Site Visit Day 13-14 (Saturday-Sunday) -- Magical Saturday finish to January 16-31 EHN/LeAlem site visit. Several morning patients, including aged pastoral woman requiring two levels of translation -- from Oromifa to Amharic, from Amharic to English. A beneficiary mother and child, both receiving treatment. Met Alemayehu's 84 year-old father, Dinku, who lives 185 Km north of Addis (he still herds a few cows). A grateful patient whose daughter I know in Washington sent several gifts -- goat skin sandals, an ethnic shirt, and a copy of the Quoran. Most amazing and generous, social worker Almaz threw a party at her compound in north Addis. We had extraordinary foods, a traditional coffee ceremony (bean roasting on eucalyptus fire, then grinding and brewing), followed by an exhilarating dance party with about ten children -- LeAlem family members and friends -- going wild.
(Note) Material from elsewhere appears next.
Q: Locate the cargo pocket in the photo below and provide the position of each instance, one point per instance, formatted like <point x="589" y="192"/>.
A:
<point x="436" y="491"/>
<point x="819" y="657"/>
Also, many fine gifts from Alemayehu and colleagues. I reciprocated with a lot of gifts I'd brought from DC. I was overwhelmed, nonetheless.















The town is partly shut-down due to the African Union summit. The zone between the Hilton, Sheraton and Africa Center (ECA) is chock-a-block with machine gun wielding security personnel. Cars are not allowed to pass and much traffic is at a standstill.

Sunday, I got up early and packed. Great breakfast at "Parisienne Cafe." Later, Alemayehu and I drove to the top of Entoto mountain, at 10,000', site of King Menelik II's palace before his wife Queen Taitu led him to establish the present capital 2,000' lower, Addis Ababa (new flower). After our hike and tour of the old palace and 700 year-old church and sepulchre nearby, we lunched and returned to Allemayehu's house to spend a comfortable afternoon with his wife Wolansa and son Joshua. Of course, I was sated by more great food, coffee, bread and honey. At the aiport at 7:30 PM for 10:15 PM departure. Scheduled arrival Monday morning.

Logistical Notes


On the logistical front, many things about the trip went well. I'm a bit compulsive when taking big trips -- they're once-in-a-lifetime experiences and one missing part could be pretty disruptive, particularly on the technical front (e.g., forgetting a camera battery charger.) Also I carry a lot of technical stuff -- cameras, lenses, and computers, -- and this trip had unusual heathcare issues, such as visiting HIV/AIDS patients.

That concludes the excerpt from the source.